Volatility and correlation have moved in lockstep and trended higher, arguably since 2007:
There is a pretty clear reason for this and that is that most of the aggregate risk out there is systematic in nature. Back in the 80s or 90s you might have worried about the likes of Microsoft eating your lunch, today the larger concern for corporate is a wholesale breakdown in the banking system, sovereign credit, or the like. Basically, trading DM is like trading EM used to be because like EM did back then DM has a leverage problem.
TMM think that following some – any - resolution of the Euro Crisis that is about to change. Why? Because while deleveraging is continuing, it is slowing in the US and there is a lot of noise - and one letter in Caixin - calling for normalization of interest rate policy in China. Once Europe falls into line (possibly with a few members dropping out) the new reality will be priced in and we can get over crisis phobia and move onto the mediocrity of cyclical growth. Not to mention that most Central Bankers worth their salt know that, “yeah, you know, we probably should keep an eye on that stuff” with the notable exception of the completely discredited JCT/Greenspan faction. To that end the tsunamis of macro volatility are going to get progressively less forceful and micro forces will reign.
This can only mean one thing: TMM are going to have to spend more time talking about industry or intra-industry macro rather than good ol’ Indices-Govvies-FX macro. And that means that the big gains will be made out of disruptive business models and technology – largely the latter combined with the former. You couldn’t manage the resurgence of the horse and buggy in the 1920s if you tried but great tech works best when married with great design as the late Steve Jobs showed on a few occasions. To that end what is TMM looking at?
Consumer: So banal it barely merits a mention but suffice to say if your 15 year old daughter buys everything online guess what – in 20 years high street is going to be gutted. TMM think that longer term physical retail franchises are going to struggle vs online stores in the Amazon fulfillment chain.
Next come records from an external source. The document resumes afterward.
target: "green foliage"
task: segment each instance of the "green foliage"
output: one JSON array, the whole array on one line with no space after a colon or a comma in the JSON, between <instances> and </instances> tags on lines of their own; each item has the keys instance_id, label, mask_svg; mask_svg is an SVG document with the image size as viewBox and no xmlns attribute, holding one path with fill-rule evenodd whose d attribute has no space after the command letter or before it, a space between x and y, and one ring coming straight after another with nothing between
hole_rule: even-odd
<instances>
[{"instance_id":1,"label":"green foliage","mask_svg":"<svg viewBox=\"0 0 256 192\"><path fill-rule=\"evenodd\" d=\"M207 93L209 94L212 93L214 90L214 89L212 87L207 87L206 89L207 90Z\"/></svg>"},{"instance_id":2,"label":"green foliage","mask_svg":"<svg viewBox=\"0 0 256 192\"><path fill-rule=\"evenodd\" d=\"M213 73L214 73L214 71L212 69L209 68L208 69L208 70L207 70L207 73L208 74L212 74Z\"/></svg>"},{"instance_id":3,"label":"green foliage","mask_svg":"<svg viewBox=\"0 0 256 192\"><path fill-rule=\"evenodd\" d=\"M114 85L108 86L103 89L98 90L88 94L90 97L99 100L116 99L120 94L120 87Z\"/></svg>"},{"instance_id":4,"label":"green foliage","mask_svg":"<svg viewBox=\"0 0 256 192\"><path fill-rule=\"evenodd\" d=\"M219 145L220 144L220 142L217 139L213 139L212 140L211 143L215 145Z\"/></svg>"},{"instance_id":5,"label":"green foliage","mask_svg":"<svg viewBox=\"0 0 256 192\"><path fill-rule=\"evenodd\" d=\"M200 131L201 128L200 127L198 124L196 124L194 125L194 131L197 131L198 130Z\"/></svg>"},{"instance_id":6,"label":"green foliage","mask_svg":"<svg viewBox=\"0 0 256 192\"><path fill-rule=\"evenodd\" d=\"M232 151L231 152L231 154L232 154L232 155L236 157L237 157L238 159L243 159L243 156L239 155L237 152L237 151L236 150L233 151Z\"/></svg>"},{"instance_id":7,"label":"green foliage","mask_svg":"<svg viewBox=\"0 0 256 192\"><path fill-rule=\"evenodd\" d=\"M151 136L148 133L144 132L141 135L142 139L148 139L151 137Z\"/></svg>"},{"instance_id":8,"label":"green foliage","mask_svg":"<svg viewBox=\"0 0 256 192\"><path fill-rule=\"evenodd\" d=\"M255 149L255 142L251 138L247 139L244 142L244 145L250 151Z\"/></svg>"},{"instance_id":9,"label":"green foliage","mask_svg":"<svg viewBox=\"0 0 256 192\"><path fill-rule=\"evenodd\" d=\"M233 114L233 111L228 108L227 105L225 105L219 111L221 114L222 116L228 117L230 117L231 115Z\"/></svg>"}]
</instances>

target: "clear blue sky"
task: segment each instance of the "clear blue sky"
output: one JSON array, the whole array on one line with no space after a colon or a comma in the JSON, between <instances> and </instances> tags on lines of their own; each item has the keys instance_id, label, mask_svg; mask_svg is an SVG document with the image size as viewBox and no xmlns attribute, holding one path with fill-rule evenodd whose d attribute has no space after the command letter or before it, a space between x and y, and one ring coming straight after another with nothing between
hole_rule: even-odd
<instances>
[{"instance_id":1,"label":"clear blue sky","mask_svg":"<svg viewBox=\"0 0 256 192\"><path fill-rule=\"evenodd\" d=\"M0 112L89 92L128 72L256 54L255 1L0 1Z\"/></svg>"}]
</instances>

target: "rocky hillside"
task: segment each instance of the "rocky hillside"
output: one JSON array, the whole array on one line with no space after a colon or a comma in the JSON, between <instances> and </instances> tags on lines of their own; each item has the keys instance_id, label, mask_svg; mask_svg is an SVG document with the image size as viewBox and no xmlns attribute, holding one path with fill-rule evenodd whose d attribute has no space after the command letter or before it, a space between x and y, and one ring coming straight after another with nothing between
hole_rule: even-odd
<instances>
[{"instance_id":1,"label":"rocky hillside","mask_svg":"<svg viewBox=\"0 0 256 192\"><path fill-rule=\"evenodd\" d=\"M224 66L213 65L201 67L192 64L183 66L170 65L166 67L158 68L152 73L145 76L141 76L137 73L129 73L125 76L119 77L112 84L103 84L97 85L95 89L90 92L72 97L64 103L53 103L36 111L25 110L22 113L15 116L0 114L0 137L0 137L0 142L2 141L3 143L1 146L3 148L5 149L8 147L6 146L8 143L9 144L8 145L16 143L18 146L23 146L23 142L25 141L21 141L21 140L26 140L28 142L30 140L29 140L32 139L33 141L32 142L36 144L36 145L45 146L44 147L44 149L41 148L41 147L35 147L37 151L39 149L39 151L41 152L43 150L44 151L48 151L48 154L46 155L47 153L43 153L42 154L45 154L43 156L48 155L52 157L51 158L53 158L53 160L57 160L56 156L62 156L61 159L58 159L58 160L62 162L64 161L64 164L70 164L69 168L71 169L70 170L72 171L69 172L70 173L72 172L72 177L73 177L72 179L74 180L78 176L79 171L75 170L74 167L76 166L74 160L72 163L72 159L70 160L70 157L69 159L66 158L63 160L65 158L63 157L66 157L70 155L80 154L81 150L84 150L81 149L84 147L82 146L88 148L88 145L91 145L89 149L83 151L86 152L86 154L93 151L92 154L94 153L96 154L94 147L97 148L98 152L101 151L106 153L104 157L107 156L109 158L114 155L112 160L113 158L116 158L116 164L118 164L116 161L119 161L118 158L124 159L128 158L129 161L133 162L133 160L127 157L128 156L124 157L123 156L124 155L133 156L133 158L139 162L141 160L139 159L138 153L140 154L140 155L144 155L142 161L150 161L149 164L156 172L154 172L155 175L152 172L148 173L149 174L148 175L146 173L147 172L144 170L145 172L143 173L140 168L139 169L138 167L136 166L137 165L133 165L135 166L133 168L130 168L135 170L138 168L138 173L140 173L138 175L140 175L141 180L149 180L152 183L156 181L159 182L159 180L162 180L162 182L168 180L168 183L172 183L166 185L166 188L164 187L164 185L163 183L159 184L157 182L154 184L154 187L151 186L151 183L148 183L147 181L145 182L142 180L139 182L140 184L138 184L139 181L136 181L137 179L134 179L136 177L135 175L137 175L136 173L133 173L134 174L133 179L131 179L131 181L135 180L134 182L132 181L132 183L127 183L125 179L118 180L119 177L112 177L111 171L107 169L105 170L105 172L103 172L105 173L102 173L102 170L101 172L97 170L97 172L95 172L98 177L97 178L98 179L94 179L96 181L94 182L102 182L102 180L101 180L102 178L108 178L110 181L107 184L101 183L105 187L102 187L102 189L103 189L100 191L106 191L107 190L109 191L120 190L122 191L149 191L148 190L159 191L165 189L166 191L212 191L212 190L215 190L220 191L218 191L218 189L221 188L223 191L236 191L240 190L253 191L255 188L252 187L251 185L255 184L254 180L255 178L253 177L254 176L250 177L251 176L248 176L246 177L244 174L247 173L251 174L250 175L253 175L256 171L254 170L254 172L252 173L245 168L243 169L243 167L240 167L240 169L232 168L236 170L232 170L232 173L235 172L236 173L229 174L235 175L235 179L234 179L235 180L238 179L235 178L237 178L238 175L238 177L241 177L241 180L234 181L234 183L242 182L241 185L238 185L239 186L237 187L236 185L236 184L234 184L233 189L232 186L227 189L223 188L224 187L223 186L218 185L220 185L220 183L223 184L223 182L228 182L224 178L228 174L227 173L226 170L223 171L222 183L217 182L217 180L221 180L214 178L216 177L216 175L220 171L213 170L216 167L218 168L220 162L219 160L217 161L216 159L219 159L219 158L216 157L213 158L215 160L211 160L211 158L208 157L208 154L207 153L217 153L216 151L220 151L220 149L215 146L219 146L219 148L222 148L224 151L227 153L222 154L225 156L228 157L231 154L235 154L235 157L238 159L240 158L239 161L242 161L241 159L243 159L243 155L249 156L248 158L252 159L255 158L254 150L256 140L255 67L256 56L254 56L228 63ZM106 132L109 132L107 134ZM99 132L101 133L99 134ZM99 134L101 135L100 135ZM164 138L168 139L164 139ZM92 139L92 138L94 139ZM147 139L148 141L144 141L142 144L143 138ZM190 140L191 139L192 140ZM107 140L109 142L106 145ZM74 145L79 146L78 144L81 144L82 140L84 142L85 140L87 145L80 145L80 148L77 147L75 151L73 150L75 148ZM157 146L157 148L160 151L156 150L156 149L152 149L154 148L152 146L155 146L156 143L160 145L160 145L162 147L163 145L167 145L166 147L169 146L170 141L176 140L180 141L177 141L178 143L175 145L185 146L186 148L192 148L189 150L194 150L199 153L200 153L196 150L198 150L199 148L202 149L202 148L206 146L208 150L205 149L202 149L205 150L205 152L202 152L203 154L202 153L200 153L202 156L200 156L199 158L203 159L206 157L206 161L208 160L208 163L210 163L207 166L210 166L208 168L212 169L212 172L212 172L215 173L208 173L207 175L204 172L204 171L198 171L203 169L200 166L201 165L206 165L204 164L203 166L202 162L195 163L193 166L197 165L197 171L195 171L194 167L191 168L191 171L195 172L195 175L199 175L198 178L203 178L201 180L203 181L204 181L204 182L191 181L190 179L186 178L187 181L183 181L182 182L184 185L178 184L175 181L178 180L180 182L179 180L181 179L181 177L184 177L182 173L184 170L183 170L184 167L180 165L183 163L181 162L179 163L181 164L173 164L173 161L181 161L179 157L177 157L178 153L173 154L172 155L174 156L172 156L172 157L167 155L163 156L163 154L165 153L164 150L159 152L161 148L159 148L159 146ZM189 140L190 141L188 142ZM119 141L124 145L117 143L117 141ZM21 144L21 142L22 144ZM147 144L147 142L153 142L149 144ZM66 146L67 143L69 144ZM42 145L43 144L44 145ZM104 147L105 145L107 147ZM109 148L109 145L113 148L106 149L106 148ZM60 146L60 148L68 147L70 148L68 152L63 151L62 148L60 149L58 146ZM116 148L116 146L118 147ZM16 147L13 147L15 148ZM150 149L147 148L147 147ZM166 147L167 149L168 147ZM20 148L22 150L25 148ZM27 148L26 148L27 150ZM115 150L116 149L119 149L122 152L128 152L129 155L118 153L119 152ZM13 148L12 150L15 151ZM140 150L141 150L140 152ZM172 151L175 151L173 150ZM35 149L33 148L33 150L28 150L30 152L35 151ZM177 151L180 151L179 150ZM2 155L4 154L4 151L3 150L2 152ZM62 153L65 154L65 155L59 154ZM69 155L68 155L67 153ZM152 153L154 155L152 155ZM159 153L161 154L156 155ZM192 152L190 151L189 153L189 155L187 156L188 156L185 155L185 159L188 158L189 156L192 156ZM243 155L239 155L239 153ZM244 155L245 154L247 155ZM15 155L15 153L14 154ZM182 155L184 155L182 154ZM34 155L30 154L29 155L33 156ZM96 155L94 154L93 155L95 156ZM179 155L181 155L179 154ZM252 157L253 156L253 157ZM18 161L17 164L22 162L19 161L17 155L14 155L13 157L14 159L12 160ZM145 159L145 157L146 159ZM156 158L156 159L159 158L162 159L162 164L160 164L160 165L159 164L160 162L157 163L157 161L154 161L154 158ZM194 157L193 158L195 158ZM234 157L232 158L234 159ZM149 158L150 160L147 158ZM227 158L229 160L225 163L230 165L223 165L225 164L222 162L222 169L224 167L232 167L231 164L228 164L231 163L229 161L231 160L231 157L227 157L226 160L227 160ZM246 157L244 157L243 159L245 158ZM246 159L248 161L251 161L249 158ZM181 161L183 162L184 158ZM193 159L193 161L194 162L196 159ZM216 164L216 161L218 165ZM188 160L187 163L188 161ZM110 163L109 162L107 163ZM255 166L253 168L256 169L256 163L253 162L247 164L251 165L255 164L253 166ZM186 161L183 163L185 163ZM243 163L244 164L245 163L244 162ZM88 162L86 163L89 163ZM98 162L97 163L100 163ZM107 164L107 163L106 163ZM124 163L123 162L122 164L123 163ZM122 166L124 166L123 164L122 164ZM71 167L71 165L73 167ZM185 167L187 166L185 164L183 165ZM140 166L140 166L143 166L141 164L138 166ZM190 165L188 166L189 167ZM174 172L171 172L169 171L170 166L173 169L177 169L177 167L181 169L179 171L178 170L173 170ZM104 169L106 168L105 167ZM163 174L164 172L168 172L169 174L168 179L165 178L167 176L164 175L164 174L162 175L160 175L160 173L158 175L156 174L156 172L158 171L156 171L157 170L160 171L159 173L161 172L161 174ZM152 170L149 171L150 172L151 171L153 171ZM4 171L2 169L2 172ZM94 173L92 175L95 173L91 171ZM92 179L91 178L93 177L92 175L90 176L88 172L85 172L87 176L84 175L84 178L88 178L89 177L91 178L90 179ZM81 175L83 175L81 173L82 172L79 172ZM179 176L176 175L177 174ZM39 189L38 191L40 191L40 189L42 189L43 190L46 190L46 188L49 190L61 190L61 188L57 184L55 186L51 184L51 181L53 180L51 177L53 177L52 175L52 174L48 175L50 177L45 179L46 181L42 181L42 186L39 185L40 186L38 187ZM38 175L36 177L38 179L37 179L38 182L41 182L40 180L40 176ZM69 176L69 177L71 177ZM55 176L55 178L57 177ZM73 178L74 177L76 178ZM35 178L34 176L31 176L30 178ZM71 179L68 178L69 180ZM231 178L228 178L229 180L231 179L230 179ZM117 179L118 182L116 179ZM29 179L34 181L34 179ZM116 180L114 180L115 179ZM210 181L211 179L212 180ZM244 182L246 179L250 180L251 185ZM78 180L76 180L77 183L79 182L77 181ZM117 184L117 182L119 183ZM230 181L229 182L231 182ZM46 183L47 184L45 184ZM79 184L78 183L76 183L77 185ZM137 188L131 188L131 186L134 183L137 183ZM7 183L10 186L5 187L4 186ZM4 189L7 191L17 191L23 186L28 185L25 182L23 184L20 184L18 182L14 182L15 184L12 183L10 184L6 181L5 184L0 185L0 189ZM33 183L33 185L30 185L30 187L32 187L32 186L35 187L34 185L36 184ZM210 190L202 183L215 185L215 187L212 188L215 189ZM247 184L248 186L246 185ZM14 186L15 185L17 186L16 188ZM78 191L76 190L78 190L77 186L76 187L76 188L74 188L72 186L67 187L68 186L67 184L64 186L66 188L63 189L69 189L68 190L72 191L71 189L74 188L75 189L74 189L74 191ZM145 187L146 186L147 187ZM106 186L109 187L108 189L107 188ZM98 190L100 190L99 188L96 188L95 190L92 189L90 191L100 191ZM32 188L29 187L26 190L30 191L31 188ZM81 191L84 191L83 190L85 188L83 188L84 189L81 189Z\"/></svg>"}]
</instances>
REITS and Property: On a related point if high street gets demolished then we will need a lot more warehouse and logistics centres but not much in the way of retail malls.
Energy: Two stylized facts about energy generation have held for some time. One is that the bigger you go the lower your capital costs and cash costs. The second is that coal (and high carbon emissions) are cheapest and best. TMM think this is unraveling fast, firstly due to super-efficient combined cycle gas turbines but perhaps even more so due to the efforts of Bloom Energy. Solar is getting a nice run based upon how cheap it is getting but distributed and scalable gas generation from solid oxide fuel cells is getting pretty silly cheap too.
This poses another really tricky question: if you look at retail power prices for most places the $/kWh bakes in a lot of maintenance capital expenditure on power lines, cables etc. But what happens when power usage starts to go off a cliff because major point users of power go for their own production on site? Well, you get the Bloomberg subscription model problem: as people get fired, you have ot charge more per subscription to get cover your fixed costs. And that to TMM makes grid companies and the conventional grid sound like things that could be due for a major shakeup. Utilities as defensive? TMM are not so sure in the longer term, and it’s that kind of “she’ll be right mate” complacency that is the source of the worst portfolio management accidents.
Finance: If everything gets moved onto exchanges by regulators, what would Interactivebrokers not be able to do better than most investment banks? Indeed.